Published in Nature, a new study has identified recurring, ‘toxic’ human conversation patterns on social media, which are common to users irrespective of the platform used, the topic of discussion, and the decade in which the conversation took place.
In particular, the study suggests that prolonged conversations on social media are more prone to toxicity, and polarisation, when divergent viewpoints from debate lead to an escalation of online disagreement.
Contrary to the prevailing assumption, the study suggests that toxic interactions do not deter users from engagement, they actively participate in conversations. It also suggests that toxicity does not necessarily escalate as discussions evolve.

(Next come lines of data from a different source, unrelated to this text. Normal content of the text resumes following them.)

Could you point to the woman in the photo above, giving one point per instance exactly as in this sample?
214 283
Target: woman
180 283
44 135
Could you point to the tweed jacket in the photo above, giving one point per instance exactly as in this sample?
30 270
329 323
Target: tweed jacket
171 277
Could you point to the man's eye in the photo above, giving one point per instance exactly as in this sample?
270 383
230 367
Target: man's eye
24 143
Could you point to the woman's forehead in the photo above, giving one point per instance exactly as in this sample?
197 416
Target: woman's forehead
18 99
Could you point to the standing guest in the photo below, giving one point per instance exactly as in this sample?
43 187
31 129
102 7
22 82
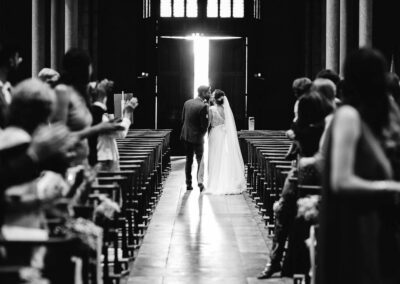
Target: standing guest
358 237
73 102
308 130
300 87
9 61
104 146
393 84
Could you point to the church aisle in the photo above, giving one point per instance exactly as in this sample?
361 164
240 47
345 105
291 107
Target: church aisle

The study was led by the Center for Data Science and Complexity for Society at the Department of Computer Science, Sapienza University of Rome, in collaboration with City, University of London and the Institute of Complex Systems, CNR, Rome.
Growing concern surrounds the impact of social media platforms on public discourse and their influence on social dynamics, especially in the context of toxicity.

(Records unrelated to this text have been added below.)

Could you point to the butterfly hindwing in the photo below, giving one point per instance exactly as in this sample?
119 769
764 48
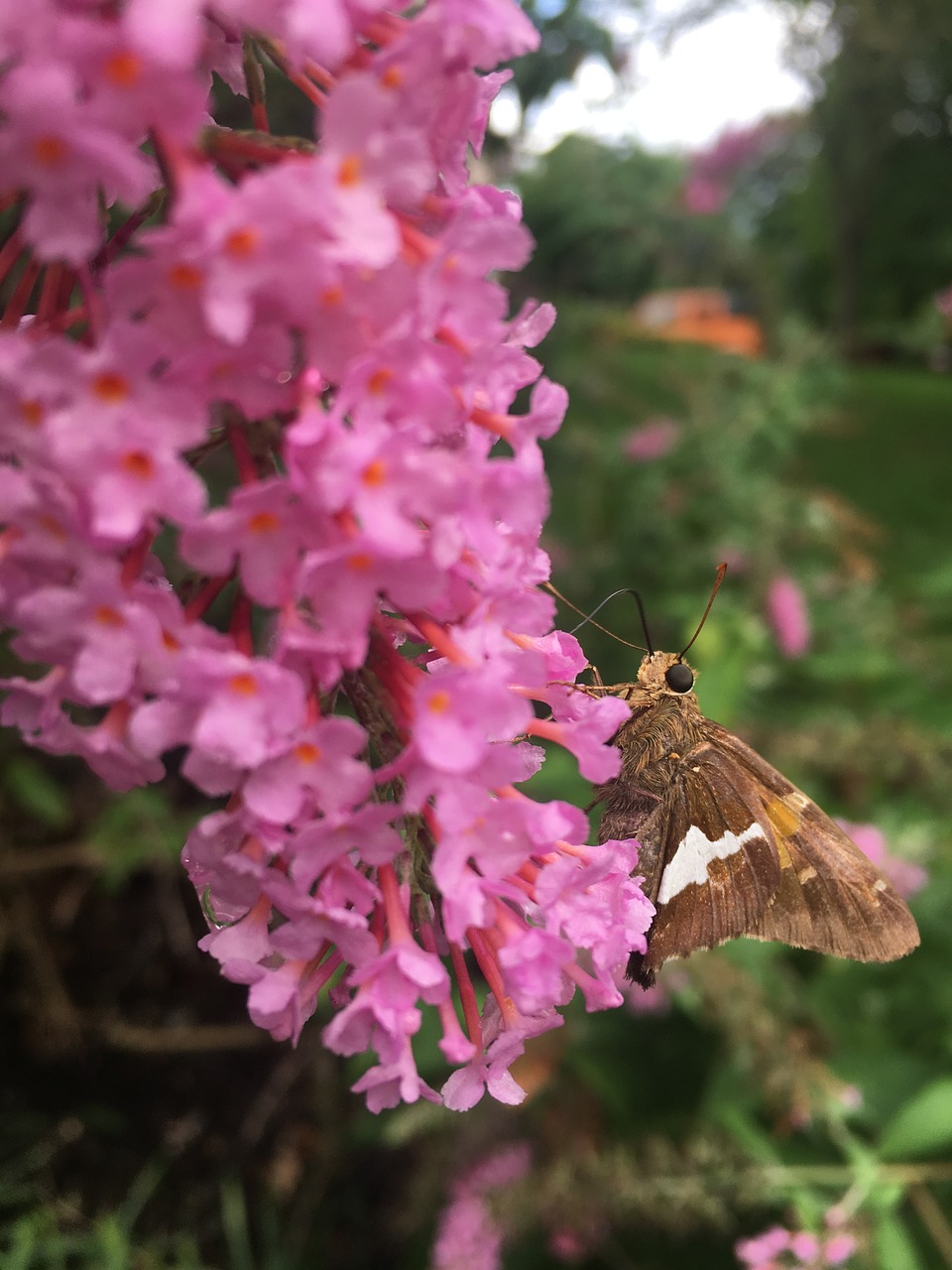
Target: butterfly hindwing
728 846
830 897
719 865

The study employed a comparative approach across eight social media platforms to explore critical factors related to the persistence of toxic interactions in digital communities. The platforms included the more contemporary Facebook, Reddit, Gab, and YouTube, and the older USENET, a worldwide distributed discussion system established in 1980 — over a decade before the world wide web went online to the general public. The dataset comprised more than 500 million user comments spanning a period of 34 years.
The study analysis adopted the definition of ‘toxicity’ provided by state-of-the-art classifier software, which considers toxicity as “a rude, disrespectful or unreasonable comment likely to make someone leave a discussion.”
The core finding of the study indicates a complex interaction between harmful content and participation in online debates. It suggests user resilience to negativity in digital environments, and should inform policymakers’ understanding of those environments and consequent decision making.
Despite the evolution of social media platforms and changing social norms over three decades, the study findings represent a significant consistency in user interaction dynamics based on a constant human component.
Professor Walter Quattrociocchi, Lead at the Center for Data Science and Complexity for Society at the Department of Computer Science, Sapienza University of Rome, said:
“This research represents a significant advancement in understanding online social dynamics and how they are influenced by algorithms, moving beyond the focus on single platforms. The results underscore the broad implications of algorithmic influence on social interactions.
“The study highlights the crucial importance of data science in analysing and interpreting online human behaviour, confirming that toxic behaviour is a deeply ingrained aspect of digital interactions.”
Co-author of the study, Andrea Baronchelli, Professor of Complexity Science at City, University of London, Token Economy theme lead at The Alan Turing Institute, said:
“Analysing multiple platforms is key to isolating genuinely human behavioural patterns from simple reactions to the idiosyncratic online environments. The attention is too often focused on the specific platform, forgetting human nature. Our study is an important step to change this attitude and move the spotlight back on who we are and how we act.”